3. Coordination of Ni2+ and Cu2+ to metal ion binding domains of E. coli SlyD protein
Danuta Witkowska, Daniela Valensin, Magdalena Rowinska-Zyrek, Anna Karafova, Wojciech Kamysz, Henryk Kozlowski J Inorg Biochem. 2012 Feb;107(1):73-81. doi: 10.1016/j.jinorgbio.2011.11.012. Epub 2011 Nov 29.

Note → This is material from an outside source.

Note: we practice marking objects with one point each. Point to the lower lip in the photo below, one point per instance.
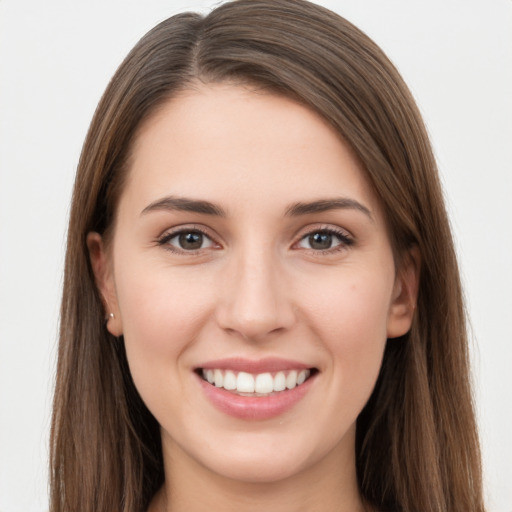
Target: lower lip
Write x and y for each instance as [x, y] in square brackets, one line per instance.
[255, 408]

The C-terminal region of Escherichia coli SlyD is unstructured and extremely rich in potential metal-binding amino acids, especially in histidine residues. SlyD is able to bind two to seven nickel ions per molecule, in a variety of coordination geometries and coordination numbers. This protein contributes to the insertion of nickel into the hydrogenase precursor protein and it has a peptidyl-prolyl cis/trans-isomerase activity which can be regulated through nickel ions. This inspired us to undertake systematic studies on the coordination ability of two histidine-rich peptides from the C-terminus of the SlyD protein with nickel. Also, it is known that histidine-rich regions are part of a Cu(2+) binding domain involved in copper uptake under conditions of metal starvation in vivo in other bacteria. For this reason we decided to examine the complex formation of Ac-AHGHVHGAHDHHHD-NH(2) and Ac-GHGHDHGHEHG-NH(2) fragments with copper ions, which are also reference metal ions in this study. Experiments were performed in a DMSO/water 30:70 solvent. The Ac-AHGHVHGAHDHHHD-NH(2) and Ac-GHGHDHGHEHG-NH(2) fragments were synthesized and their interactions with Ni(2+) and Cu(2+) ions were studied by potentiometric, mass spectrometric, UV-vis, CD, EPR, and NMR spectroscopic techniques in solution. The results show that the Ac-GHGHDHGHEHG-NH(2) fragment forms equimolar complexes with both nickel and copper ions. At physiological pH, the metal ion is bound only through nitrogens from imidazole sidechain of histidine residues. On the contrary, Ac-AHGHVHGAHDHHHD-NH(2) binds 2 metal ions per molecule, at pH range 5 to 7, even if the 1:2 metal:peptide ratios were used. NMR studies indicate the involvement of all His residues in this pH-range in metal binding of the latter peptide. At higher pH, the stoichiometry changes to 1:1 and the His residues are displaced by amide nitrogens.